Yang Jian était assis seul au cinquième étage, où il feuilletait patiemment toutes sortes d'ouvrages.
Il y avait des traités d'anatomie humaine, des planches de méridiens et de points d'acupuncture, des notions sur les différentes parties du corps et d'autres choses du même genre : les uns pointus et techniquement complexes, les autres grand public, faciles à comprendre et illustrés en couleurs.
« La lividité cadavérique est la coloration violacée qui apparaît sur la peau, le sang s'accumulant dans les capillaires et les petites veines sous l'effet de la gravité après l'arrêt de la circulation... »
« Autrement dit, la lividité n'est que l'accumulation du sang retenu dans la peau. Si je parviens à évacuer ce sang accumulé, les lividités de mon corps disparaîtront. »
Tout en lisant ces ouvrages à s'en donner la migraine, Yang Jian simplifiait ce qu'il en comprenait et se mit à faire des essais.
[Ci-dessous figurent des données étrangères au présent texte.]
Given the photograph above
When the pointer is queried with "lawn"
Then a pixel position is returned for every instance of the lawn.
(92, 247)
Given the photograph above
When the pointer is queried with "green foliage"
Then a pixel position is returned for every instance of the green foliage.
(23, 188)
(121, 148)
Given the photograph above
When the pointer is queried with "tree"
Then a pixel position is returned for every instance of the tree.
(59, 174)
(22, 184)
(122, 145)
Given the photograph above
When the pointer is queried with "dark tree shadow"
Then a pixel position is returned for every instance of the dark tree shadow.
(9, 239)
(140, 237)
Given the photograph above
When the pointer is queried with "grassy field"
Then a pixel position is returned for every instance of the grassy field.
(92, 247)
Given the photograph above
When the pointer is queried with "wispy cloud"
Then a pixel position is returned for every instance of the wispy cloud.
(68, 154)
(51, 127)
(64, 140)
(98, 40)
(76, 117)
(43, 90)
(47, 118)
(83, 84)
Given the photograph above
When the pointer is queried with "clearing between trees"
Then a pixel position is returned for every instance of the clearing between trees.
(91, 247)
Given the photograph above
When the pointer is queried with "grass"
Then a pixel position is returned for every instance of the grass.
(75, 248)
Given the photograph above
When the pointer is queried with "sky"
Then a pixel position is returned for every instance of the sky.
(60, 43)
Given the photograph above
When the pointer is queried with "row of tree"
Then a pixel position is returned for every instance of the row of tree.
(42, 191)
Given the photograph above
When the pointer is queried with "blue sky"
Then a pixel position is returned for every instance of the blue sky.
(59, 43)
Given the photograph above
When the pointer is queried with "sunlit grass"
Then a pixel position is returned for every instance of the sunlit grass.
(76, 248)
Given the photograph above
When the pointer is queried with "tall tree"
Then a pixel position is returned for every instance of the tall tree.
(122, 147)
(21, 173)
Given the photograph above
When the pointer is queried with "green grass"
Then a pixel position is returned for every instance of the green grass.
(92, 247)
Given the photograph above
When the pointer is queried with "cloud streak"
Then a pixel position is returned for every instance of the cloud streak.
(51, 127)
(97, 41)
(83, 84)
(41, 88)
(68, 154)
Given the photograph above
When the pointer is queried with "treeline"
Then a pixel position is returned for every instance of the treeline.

Il ne pouvait tout de même pas arpenter les rues éternellement avec le corps d'un mort ; cela passait peut-être en plein jour, mais la nuit, il risquait d'en faire mourir de peur.
En regardant une plaque de lividité sur le dos de sa main, il tenta de contrôler l'Ombre du Fantôme Sans Tête.
Bientôt, un filet de sang suinta de sa peau.
La lividité avait disparu.
« C'était simple. Le savoir, c'est vraiment le pouvoir », dit Yang Jian.
Puis il se rendit tranquillement à la salle de bain pour prendre une douche tout en lisant, bien décidé à laver le reste des lividités de son corps.
Tandis que l'eau chaude le rinçait, le sang qui avait suinté dans son dos fut rapidement emporté, et les lividités qui couvraient densément son corps effrayant s'effacèrent à vive allure.
Le seul problème restant était que sa peau était un peu pâle et froide, mais à part cela, rien d'autre ne semblait clocher.
« La cause des extrémités froides est un déficit de qi et de sang : il faut plus d'exercice et une bonne hygiène de vie... eh, n'est-ce pas absurde ? Ai-je vraiment besoin d'exercice dans mon état ? » songea Yang Jian en se lavant, tout en continuant de chercher une solution à l'état de son corps.
Sinon, quand sa mère rentrerait, elle se rendrait malade d'inquiétude en le voyant ainsi.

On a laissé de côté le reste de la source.